Bride of the wind: Meet the first ever wingwalker in Spain

Fiona Govan
Fiona Govan - [email protected]
Bride of the wind: Meet the first ever wingwalker in Spain
"The aeroplane is a stage" Photo: Ainhoa Sánchez

She prances across the wings of a vintage biplane, battling ferocious wind pressure as it loops and soars through the skies. Meet Spain's one and only wingwalker.


Dressed in a gold and crimson spandex leotard and red leather boots this dancer from the Basque country is a superwoman of the clouds or as she likes to call herself "bride of the wind".

Ainhoa Sánchez has become Spain’s one and only professional wingwalker, taking to the air to perform wingwalking for the first time just three years ago.

“Wingwalking is like dancing in the sky,” Sánchez, who as a child trained in classical dance and circus acrobatics, told The Local.

“To be on a pair of wings is like being in love, only ten times stronger,” the 39-year-old explained. “It’s pure freedom.  You’re completely alone and can express your true feelings.”

But how does a nice girl from Bilbao end up doing such a daredevil sport? And one that is virtualy unheard of in Spain.

“I first got into it after doing some research for a company calendar themed on barnstorming in 1930s America. I came across some incredible pictures of wingwalking and it was completely new to me.

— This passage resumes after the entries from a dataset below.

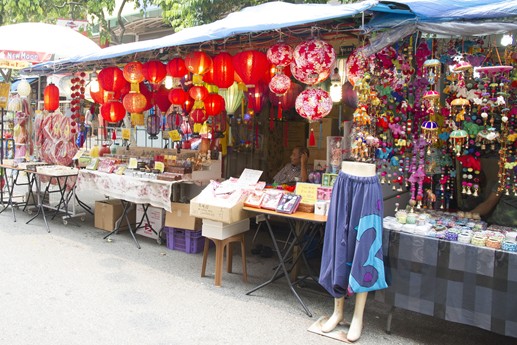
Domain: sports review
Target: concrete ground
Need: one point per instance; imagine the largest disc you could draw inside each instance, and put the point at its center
(70, 286)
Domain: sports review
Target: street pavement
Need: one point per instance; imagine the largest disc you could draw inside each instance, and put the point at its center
(70, 286)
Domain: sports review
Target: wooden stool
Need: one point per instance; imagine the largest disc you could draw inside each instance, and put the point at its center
(220, 245)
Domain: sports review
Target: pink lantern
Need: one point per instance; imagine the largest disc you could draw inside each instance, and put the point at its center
(313, 104)
(279, 84)
(314, 56)
(280, 54)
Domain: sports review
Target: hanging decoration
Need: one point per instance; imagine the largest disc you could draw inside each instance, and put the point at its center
(51, 97)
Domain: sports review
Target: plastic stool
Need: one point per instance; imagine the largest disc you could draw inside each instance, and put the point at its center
(220, 245)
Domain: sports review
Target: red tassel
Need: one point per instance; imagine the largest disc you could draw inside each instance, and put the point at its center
(312, 139)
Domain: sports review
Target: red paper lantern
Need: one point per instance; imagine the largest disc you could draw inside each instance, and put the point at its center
(198, 93)
(133, 72)
(314, 56)
(134, 102)
(198, 62)
(51, 97)
(214, 104)
(223, 70)
(112, 79)
(154, 71)
(313, 104)
(113, 111)
(198, 115)
(250, 65)
(176, 68)
(279, 84)
(280, 54)
(177, 96)
(161, 98)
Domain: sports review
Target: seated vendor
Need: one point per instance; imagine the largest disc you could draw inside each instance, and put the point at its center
(296, 170)
(500, 209)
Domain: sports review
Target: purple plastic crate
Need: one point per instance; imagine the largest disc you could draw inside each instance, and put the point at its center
(187, 241)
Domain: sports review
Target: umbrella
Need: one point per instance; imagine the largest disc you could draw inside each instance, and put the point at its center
(24, 44)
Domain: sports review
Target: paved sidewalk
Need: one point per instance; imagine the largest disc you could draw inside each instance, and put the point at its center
(70, 286)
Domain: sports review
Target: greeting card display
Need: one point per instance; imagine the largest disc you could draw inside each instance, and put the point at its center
(289, 203)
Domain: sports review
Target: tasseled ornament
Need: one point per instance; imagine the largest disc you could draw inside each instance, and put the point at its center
(312, 139)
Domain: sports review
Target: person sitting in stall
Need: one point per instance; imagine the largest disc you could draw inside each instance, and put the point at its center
(296, 170)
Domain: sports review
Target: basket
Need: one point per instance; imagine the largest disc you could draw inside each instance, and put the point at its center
(187, 241)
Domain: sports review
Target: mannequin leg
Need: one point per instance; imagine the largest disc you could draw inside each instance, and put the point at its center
(336, 317)
(356, 326)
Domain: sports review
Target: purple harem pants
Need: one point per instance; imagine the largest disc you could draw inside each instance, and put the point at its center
(352, 249)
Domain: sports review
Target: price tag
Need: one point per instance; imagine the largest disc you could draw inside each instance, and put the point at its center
(126, 133)
(175, 135)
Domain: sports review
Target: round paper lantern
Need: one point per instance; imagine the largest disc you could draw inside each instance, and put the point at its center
(154, 71)
(198, 93)
(177, 96)
(214, 104)
(24, 88)
(280, 54)
(134, 102)
(133, 72)
(161, 98)
(250, 65)
(198, 62)
(176, 68)
(113, 111)
(223, 70)
(313, 104)
(314, 56)
(51, 97)
(198, 115)
(111, 79)
(279, 84)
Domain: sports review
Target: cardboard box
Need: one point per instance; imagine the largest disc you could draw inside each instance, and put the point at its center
(180, 217)
(220, 213)
(221, 231)
(156, 221)
(108, 211)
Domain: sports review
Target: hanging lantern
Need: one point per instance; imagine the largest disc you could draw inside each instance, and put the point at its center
(113, 111)
(198, 93)
(177, 96)
(314, 56)
(176, 68)
(223, 70)
(458, 138)
(198, 63)
(51, 97)
(111, 79)
(198, 115)
(279, 84)
(280, 55)
(256, 97)
(24, 88)
(154, 72)
(214, 104)
(232, 98)
(133, 72)
(161, 98)
(153, 125)
(250, 65)
(313, 104)
(134, 102)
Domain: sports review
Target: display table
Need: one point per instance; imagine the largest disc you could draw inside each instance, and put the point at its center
(303, 235)
(452, 281)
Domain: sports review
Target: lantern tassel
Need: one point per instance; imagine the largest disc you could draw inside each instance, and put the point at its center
(312, 139)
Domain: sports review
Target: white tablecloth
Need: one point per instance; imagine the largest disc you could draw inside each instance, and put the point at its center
(136, 190)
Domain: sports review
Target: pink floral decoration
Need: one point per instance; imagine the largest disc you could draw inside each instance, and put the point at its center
(313, 104)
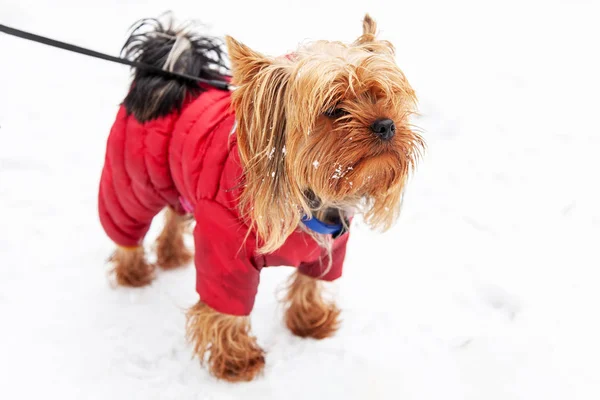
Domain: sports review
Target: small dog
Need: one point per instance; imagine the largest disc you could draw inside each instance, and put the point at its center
(272, 172)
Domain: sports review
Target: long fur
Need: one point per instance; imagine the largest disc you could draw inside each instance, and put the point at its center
(289, 146)
(175, 49)
(224, 342)
(307, 313)
(130, 267)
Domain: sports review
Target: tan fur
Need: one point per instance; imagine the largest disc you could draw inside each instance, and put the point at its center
(292, 152)
(307, 313)
(282, 131)
(131, 268)
(170, 248)
(224, 343)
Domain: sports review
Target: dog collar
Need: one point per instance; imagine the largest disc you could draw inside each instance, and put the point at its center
(316, 225)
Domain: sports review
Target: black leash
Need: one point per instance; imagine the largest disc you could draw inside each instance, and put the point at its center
(81, 50)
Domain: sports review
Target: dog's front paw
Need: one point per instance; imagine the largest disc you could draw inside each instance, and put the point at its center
(237, 368)
(224, 342)
(307, 313)
(317, 322)
(131, 268)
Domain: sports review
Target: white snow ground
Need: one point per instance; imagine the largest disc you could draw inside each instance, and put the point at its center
(487, 288)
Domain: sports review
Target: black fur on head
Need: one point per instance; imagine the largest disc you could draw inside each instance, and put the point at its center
(175, 49)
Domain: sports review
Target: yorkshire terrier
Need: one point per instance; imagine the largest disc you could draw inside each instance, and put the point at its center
(272, 171)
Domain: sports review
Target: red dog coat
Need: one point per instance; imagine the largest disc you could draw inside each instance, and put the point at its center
(191, 157)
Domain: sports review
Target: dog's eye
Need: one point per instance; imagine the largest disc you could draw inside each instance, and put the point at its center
(336, 112)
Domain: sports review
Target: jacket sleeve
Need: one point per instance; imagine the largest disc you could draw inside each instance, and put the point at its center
(226, 275)
(318, 269)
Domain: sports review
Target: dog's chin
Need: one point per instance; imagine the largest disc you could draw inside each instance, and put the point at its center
(371, 177)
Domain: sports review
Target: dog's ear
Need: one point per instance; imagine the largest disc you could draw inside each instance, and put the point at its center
(369, 27)
(245, 62)
(368, 38)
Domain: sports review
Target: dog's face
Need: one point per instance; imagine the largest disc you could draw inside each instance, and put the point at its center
(331, 120)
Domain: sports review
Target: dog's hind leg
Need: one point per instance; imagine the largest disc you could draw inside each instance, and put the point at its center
(170, 248)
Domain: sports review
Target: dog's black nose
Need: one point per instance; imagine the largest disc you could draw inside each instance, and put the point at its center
(384, 128)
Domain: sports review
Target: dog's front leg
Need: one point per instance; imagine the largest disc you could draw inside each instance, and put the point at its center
(224, 342)
(307, 313)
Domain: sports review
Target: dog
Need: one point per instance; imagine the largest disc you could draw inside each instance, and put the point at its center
(272, 172)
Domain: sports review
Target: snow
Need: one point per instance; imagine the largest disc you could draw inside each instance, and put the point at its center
(487, 288)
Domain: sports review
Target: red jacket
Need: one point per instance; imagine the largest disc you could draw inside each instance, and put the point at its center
(193, 155)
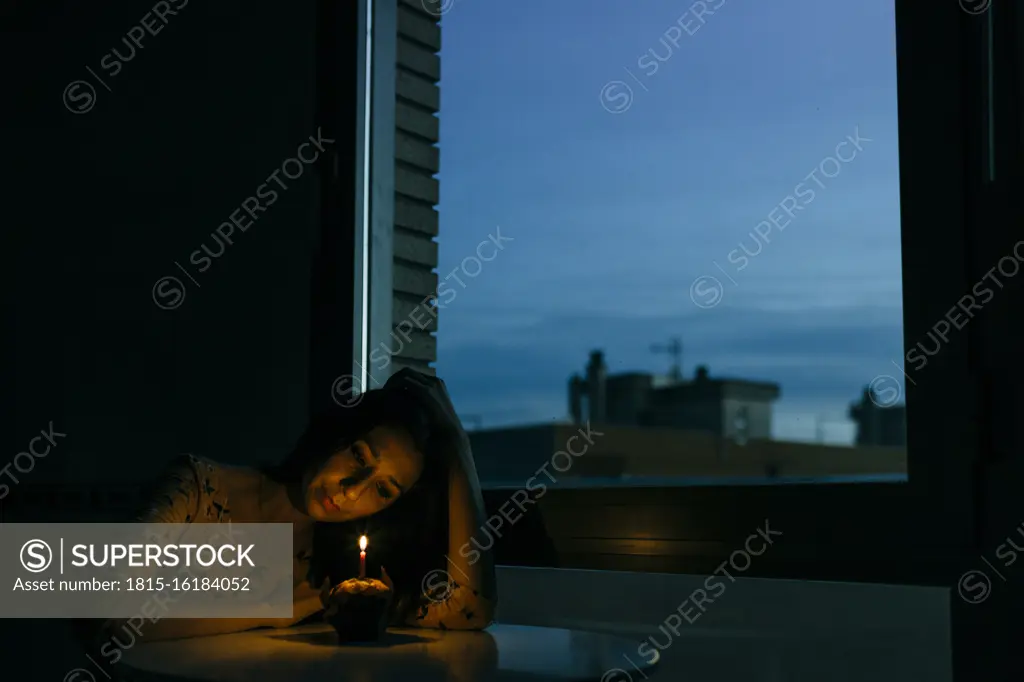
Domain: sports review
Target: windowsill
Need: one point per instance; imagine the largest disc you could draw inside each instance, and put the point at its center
(686, 481)
(755, 630)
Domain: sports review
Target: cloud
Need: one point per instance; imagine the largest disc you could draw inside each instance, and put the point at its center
(514, 370)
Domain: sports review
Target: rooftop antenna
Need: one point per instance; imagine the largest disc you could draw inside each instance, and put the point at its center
(675, 349)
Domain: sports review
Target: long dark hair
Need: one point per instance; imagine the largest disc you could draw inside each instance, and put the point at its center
(410, 538)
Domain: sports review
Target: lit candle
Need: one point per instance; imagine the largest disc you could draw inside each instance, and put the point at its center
(363, 557)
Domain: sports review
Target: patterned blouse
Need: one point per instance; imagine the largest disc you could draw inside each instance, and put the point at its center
(192, 492)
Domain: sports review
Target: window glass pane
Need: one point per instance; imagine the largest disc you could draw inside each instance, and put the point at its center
(693, 208)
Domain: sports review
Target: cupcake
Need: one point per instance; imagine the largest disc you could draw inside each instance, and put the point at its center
(357, 609)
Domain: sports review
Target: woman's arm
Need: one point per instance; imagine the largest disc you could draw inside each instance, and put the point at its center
(469, 599)
(176, 498)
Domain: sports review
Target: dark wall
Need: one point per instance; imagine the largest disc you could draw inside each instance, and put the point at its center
(103, 204)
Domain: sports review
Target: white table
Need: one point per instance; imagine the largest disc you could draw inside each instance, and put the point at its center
(310, 653)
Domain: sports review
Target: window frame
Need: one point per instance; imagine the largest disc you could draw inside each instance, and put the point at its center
(918, 531)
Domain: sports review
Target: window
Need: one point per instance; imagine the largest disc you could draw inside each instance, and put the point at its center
(726, 237)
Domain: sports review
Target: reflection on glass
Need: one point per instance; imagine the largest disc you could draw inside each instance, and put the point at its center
(699, 238)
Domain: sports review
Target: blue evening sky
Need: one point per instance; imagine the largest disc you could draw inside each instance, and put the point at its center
(612, 216)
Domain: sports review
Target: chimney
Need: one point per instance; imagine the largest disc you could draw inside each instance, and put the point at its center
(576, 398)
(597, 373)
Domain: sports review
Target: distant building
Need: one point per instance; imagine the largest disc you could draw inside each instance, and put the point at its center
(734, 409)
(547, 454)
(879, 424)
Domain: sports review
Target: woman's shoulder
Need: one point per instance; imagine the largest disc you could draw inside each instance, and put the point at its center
(198, 489)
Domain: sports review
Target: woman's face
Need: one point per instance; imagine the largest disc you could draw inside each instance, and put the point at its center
(364, 478)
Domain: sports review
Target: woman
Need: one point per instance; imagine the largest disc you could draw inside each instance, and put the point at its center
(396, 467)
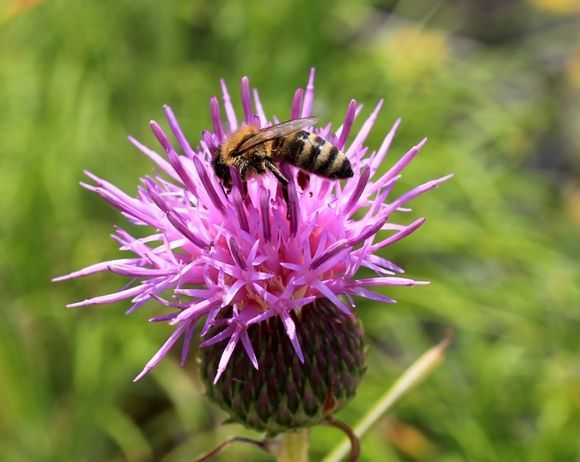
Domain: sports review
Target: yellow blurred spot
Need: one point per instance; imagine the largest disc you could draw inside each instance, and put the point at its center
(15, 7)
(572, 199)
(413, 53)
(557, 6)
(573, 70)
(409, 440)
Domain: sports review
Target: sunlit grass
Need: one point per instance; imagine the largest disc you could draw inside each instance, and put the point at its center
(500, 244)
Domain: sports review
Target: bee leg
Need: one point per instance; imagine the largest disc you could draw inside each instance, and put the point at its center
(282, 179)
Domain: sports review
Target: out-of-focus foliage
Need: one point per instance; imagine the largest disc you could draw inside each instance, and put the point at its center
(495, 86)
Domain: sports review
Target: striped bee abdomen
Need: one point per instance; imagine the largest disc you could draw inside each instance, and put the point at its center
(314, 154)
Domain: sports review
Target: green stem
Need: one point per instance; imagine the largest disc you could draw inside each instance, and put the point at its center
(293, 446)
(413, 376)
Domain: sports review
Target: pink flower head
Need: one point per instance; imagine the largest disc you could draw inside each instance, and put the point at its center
(234, 259)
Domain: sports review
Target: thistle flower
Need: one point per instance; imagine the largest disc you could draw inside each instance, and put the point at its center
(230, 261)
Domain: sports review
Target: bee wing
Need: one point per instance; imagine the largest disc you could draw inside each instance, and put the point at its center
(277, 131)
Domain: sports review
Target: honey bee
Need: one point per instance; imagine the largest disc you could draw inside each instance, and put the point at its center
(256, 151)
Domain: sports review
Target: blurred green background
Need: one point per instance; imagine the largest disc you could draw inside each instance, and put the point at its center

I fell in love in that moment and well... one thing led to another!”

Less than two years later after first training for it, she made her public debut at the Northern Ireland International Airshow.

By day she works for an aviation engineering firm but during summer holidays she indulges her passion, performing at air shows across Europe.

“When you´re wingwalking, the aeroplane is like a stage, and the crowd below are like they are sitting in the theatre seats and you´re playing a role. I´m not just walking or dancing, I´m showing the crowd what I´m feeling in the deepest of my heart.”

She admits that the physical side of the performance is hard. “As a wingwalker you have to battle very strong winds. It´s really hard. The plane travels at around 140mph so you're battling a lot of pressure on the wings and need to build a lot of core strength at the gym.”

Over the last three years she has worked to establish the first wingwalking team in Spanish aviation history and this summer will launch the project as “Wingwalking Spain” at the Motril Airshow, south of Granada with a view to finding sponsorship.

“My friends and family think I’m crazy,” she concedes, “but by now they are getting used to seeing me on top of a wing.”